Monday, January 24, 2011

Midwestern Utopian Dreams

From Shareable.net
by Mira Luna
1/20/2011

For the holidays, I flew to Lawrence, Kan. and St. Louis, Mo. to meet my partner’s friends and family. I was also being introduced to the area to get a feel for whether or not we might want to move there in a few years to build a community around a number activist projects like a timebank, a shared community space, and a bike kitchen.

It is often assumed that the west and east coasts are the geographic centers of cutting-edge social change and the Midwest lags far behind in consciousness, so my expectations were pretty low. But I left with hopeful utopian dreams. My experience there taught me not only that the consciousness is ripe in pockets of the Midwest, but also that the terrain may provide even more fertile ground for radical change.

In Lawrence, a couple of working class activists bought a commercial/residential building across the street from a large cohousing complex. The building will be green retrofitted into a community-run space called the Cosmic Beauty School, including healing services, sharing libraries, community events, sustainability classes, co-working spaces, and an alternative exchange system similar to the Share Exchange space in Santa Rosa, Calif. The Cosmic Beauty School hopes to provide a much-needed hub, gathering point, and resource center to catalyze other important social change projects that might otherwise have trouble getting off the ground.

While living in the nascent School for a few days, we learned about efficient fire wood stoves and the challenges of winter urban farming in a cold climate, as well as how to scavenge and chop firewood (an amazing art form with all the different kinds of wood), how to reuse water through a grey water system.

Next we visited St. Louis. Economically devastated and crime ridden, it seems particularly ripe for change. A neighborhood center in a low-income, African-American community has one of the best timebanks in the country called MORE (Member Organized Resource Exchange), with time dollar stores providing peer-to-peer mutual aid and self-help among the poor.

Nearby, a nonreligious group that calls itself Catholic Worker (after Dorothy Day’s work to address social and economic justice) has bought up nearly a whole block to provide free housing for low-income folks, with an adjacent urban farm, aquaponic system, and chicken coop. Many other buildings nearby are successfully squatted long-term by activists and low-income folks keeping the neighborhood safer. The Catholic Worker also bought a huge abandoned church for just $1.
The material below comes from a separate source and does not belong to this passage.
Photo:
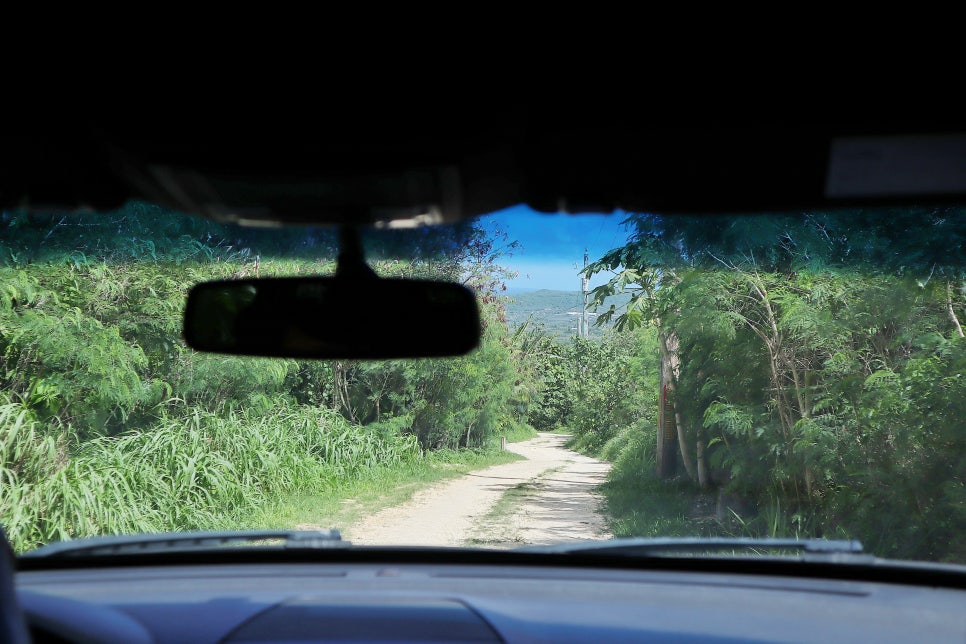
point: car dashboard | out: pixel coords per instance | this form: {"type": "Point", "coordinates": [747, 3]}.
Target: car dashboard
{"type": "Point", "coordinates": [461, 602]}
BWorks, an umbrella organization in St. Louis, offers participatory (l)earn-a-bike, (l)earn-a-computer, and create-a-book literacy programs to low-income youth and is expanding to a larger location this coming year along with a community center called CAMP that incubates all kinds of activist projects and community services. On our way there, we stopped by the Black Bear, an anarchist café and community space.

St. Louis reminded me a lot of Detroit (another destitute Midwestern city), which I visited at last year’s U.S. Social Form. There, activists have been gaining access to large tracts of land for urban organic farming to feed the poor and revitalize the economy with healthful employment. Similarly, in Cleveland, sustainability-oriented worker cooperative development organizations are getting significant support for addressing high unemployment with more empowering green jobs.

Disillusioned by the economic downturn, the mainstream economy is being questioned by those hardest hit. The empty urban centers of St. Louis and Detroit create both physical and mental openings for opportunity. People are exploring new, local, sustainable livelihoods like urban farming, free collective housing, and worker cooperatives. The empty buildings and rock-bottom real estate prices allow radical projects that would normally struggle for extensive capital funding from outside sources like foundations to easily thrive on grassroots community volunteering and donations.

I have utopian dreams of making more projects like these happen in the San Francisco Bay Area, but there are significant roadblocks due the cost of implementation here. Buying a building is pretty much out of the question in San Francisco, which means my friends and I must continually put lots of effort into fundraising or working primary, full-time jobs just to pay for rent rather than focusing on the work of change itself. My energy gets siphoned off into the mainstream economic system or trying to find funding in a haystack of other nonprofits.

Another challenge is that, unlike many urban areas in the Midwest, San Francisco has yet to see the ubiquitous face of desperation that often catalyzes consciousness for real, deep change, while the saturation of the nonprofit industrial complex reinforces the status quo by putting band aids on the situation.

Activists in Lawrence noted Midwest brain drain -- many comrades leave there to find the holy grail of social change in the West. Maybe it’s time to switch directions and start cultivating the fecund fields of the Midwest. Breaking free of our economic chains is a great first step down the path to utopia.